Machine learning-driven discovery of photocatalysts for solar hydrogen production: overcoming bandgap prediction challenges with transfer learning

Abstract

Establishing hydrogen as a clean and sustainable energy vector relies on advancements in solar-driven green hydrogen production technologies, such as photocatalytic water splitting (PWS). To make PWS commercially viable, it is essential to achieve a solar-to-hydrogen conversion efficiency of at least 10%. Recent progress in computational materials science and machine learning has led to the development of sophisticated models such as graph neural networks and transformer-based architectures for identifying promising photocatalytic materials. However, their ability to accurately predict critical properties such as bandgap remains limited, primarily due to the lack of large, high-quality datasets computed using advanced density functional theory (DFT) functionals.

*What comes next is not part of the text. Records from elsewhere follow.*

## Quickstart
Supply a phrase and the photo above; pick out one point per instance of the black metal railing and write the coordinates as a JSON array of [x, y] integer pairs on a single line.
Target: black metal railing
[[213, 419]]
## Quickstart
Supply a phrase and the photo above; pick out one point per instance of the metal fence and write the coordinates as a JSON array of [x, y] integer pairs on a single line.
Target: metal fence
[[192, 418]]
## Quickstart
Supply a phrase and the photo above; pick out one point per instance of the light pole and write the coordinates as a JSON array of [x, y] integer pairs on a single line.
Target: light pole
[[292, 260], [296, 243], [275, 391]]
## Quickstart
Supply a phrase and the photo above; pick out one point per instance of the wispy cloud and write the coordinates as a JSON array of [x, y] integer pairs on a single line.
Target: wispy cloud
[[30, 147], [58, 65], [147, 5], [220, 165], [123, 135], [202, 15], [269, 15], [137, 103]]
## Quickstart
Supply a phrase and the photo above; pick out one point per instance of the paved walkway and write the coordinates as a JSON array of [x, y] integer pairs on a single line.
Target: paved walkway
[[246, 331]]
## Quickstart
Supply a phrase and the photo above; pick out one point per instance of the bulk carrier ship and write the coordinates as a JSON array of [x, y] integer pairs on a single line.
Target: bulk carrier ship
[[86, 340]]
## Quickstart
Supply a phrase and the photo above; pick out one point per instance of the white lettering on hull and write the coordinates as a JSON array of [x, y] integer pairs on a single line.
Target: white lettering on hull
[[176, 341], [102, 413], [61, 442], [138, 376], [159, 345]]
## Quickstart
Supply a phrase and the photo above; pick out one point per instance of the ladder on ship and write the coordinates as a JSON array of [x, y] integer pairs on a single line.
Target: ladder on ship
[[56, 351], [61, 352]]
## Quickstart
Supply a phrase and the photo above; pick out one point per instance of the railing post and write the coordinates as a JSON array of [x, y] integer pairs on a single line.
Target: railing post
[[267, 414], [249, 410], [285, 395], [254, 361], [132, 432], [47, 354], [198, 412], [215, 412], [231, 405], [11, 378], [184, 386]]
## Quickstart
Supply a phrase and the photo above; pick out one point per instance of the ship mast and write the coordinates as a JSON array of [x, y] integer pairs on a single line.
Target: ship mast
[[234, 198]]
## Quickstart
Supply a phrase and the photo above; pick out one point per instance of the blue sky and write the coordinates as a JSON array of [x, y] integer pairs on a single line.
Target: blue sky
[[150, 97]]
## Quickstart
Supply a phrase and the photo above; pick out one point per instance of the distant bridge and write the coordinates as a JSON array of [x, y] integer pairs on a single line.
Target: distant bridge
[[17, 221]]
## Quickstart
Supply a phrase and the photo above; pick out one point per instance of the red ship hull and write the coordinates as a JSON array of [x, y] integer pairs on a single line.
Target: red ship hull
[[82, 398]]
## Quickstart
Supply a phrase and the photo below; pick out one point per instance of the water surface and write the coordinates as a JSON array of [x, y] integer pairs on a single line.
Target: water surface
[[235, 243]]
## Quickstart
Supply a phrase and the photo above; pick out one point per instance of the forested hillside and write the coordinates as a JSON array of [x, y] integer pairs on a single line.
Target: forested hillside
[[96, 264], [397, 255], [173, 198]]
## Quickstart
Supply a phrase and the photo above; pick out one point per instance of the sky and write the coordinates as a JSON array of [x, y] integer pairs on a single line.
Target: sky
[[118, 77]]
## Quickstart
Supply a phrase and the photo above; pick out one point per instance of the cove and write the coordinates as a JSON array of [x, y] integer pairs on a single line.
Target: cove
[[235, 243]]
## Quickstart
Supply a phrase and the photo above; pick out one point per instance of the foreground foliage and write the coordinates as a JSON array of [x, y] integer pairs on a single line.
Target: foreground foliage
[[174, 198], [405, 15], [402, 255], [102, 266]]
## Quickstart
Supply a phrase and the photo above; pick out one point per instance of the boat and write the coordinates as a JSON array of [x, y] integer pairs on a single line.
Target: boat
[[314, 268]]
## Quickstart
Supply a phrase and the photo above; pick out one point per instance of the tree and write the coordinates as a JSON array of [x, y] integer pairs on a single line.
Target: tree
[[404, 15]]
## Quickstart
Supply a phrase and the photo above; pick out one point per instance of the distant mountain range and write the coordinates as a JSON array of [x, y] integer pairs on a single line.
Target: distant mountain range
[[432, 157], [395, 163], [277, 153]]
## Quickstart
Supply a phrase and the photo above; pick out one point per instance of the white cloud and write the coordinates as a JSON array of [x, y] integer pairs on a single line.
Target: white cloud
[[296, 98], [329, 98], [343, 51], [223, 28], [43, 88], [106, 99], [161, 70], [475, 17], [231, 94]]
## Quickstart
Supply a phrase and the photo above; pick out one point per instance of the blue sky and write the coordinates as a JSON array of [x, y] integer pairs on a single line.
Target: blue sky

While functionals like the modified Becke Johnson (mBJ) potential offer significantly improved accuracy, large scale datasets based on mBJ calculations are not yet widely available for training complex machine learning models. This study addresses these limitations by employing a novel transfer learning strategy. Models are first pretrained on large scale but less accurate Perdew-Burke-Ernzerhof (PBE) datasets and then fine-tuned using smaller, high fidelity mBJ datasets. This approach enhanced bandgap prediction accuracy by reducing the MAE by 10.22% compared to a model trained conventionally on the mBJ dataset, thereby accelerates the discovery of efficient photocatalysts.